Would someone be willing to give me a good definition of drawdown and how it is calculated. I know this much: drawdown is calculated as the difference between the greatest peak and greatest valley divided by the total equity. for example: 15000 - 12000 would give you 3000/15000=20 % Where I am lost is on the amount of capital invested and how it effects the drawdown calculation... for example...lets say I started with a $10000 account it moved up to 15000 and then retraced to 12000 before moving up again...well lets assume the account was fully invested with 10k...so at 15000 your trading system made 50% and lost 20% when it retraced to 12000 Now assume you only risked 50% of your account on a different system..$5000..and this system also went to 15000...now this system makes 100% and apparently also loses 60% of the profit on drawdown...but still remained profitable by staying above 10000 with a 20% draw... So the main question is: Is the drawdown on the second system the same as the first system b/c you did not risk as much money?...or should there be a different figure for the drawdown percentage on the second system I am confused as to how you factor in your risk capital when determining drawdown...because if you had used system #2 in trading with full investment of 10k...then you would have gone up to 20k and retraced to 14k thus giving a drawdown of 30%?? Can anybody explain this better? thanks

Your pointing out the difference between open equity drawdowns and principle drawdowns.
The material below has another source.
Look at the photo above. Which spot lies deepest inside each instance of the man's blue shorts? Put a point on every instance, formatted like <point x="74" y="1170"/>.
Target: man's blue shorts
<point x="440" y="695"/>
Usually, because when trading you cannot predict when either may occur, authorities look at total drawdown which is for the drawdown of an account from its highest point in the past to its lowest point in the present. The drawdown formula for recovery from a drawdown: 100 / (100-drawdown)= X factor 100 / (100-40) = 100/60 = 1.66 factor = 66% increase to recover from drawdown 100/ (100-10) = 100/90 = 1.11.. factor = 11% increase to recover from drawdown.

Just to clarify, drawdowns in the past, as described " the system had a 40% drawdown" means that at some point in the past, there was an equity drop of 40% from the peak high. Usually most professional CTAs and funds have no more than 50% drawdowns, though most prefer to have less drawdowns, around 25% or so.
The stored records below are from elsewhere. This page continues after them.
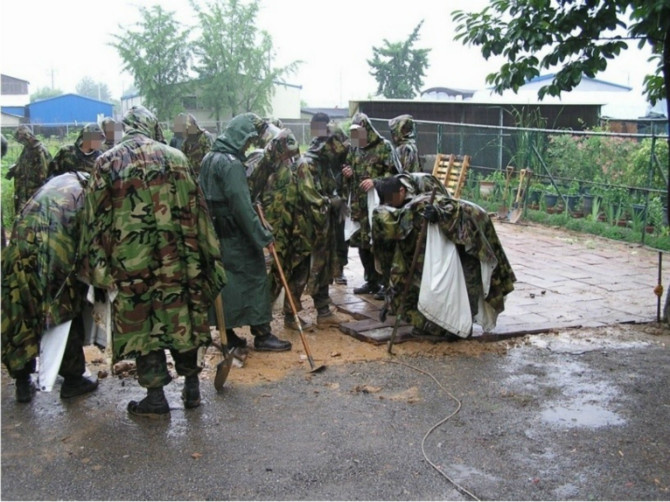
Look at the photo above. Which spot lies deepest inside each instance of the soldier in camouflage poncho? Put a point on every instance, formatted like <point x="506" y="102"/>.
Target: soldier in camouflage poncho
<point x="246" y="297"/>
<point x="197" y="143"/>
<point x="39" y="287"/>
<point x="30" y="169"/>
<point x="113" y="131"/>
<point x="371" y="158"/>
<point x="292" y="208"/>
<point x="147" y="238"/>
<point x="396" y="229"/>
<point x="403" y="137"/>
<point x="80" y="156"/>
I think I am also wondering at what point do you throw out a system b/c of its drawdown If a system works with proper capital management it would seem feesable...however if you decided to crank up the juice and risk much more capital it could be disasterous. How do you use drawdown to determine whether a system is worth holding onto...which drawdown scenario do you use...principle or equity?

So how are returns calculated as you add or withdraw funds? Let's say you start off with $10k and add $2k/ month and after 12 months you have $50k.
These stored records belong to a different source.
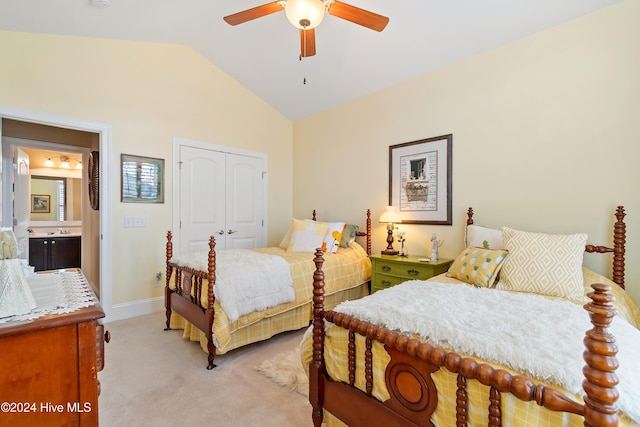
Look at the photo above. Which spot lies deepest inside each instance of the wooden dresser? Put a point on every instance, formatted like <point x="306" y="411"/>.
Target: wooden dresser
<point x="49" y="369"/>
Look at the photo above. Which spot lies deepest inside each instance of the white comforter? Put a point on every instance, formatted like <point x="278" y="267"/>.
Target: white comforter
<point x="542" y="338"/>
<point x="246" y="281"/>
no idea when you start adding money at various times. but this will work for end to end: total Net - total added capital = Profit Profit / added capital = % return compute for whichever timeframe you desire i guess.

Yeah, I guess that is a stupid question. One could just base their returns on whatever capital was traded for whatever length of time. It would not be exact however because things like interest and small fees and credits from other capital would be a pain in the ass to calculate.

Current Equity Level - Beginning Capital - Capital Added during 12 months = Profit Earned for Year Next, Calculate Average Capital Employed During the Year by weighting it with the months. Example: Started with 10k, after 5 months add another 5 k. By end of year, equity is 22k. So, profit = 7k. Weighted capital is (5/12*10k)+(7/12*15k)=12.9k Return for the year = 7/12.9 = 54.2%.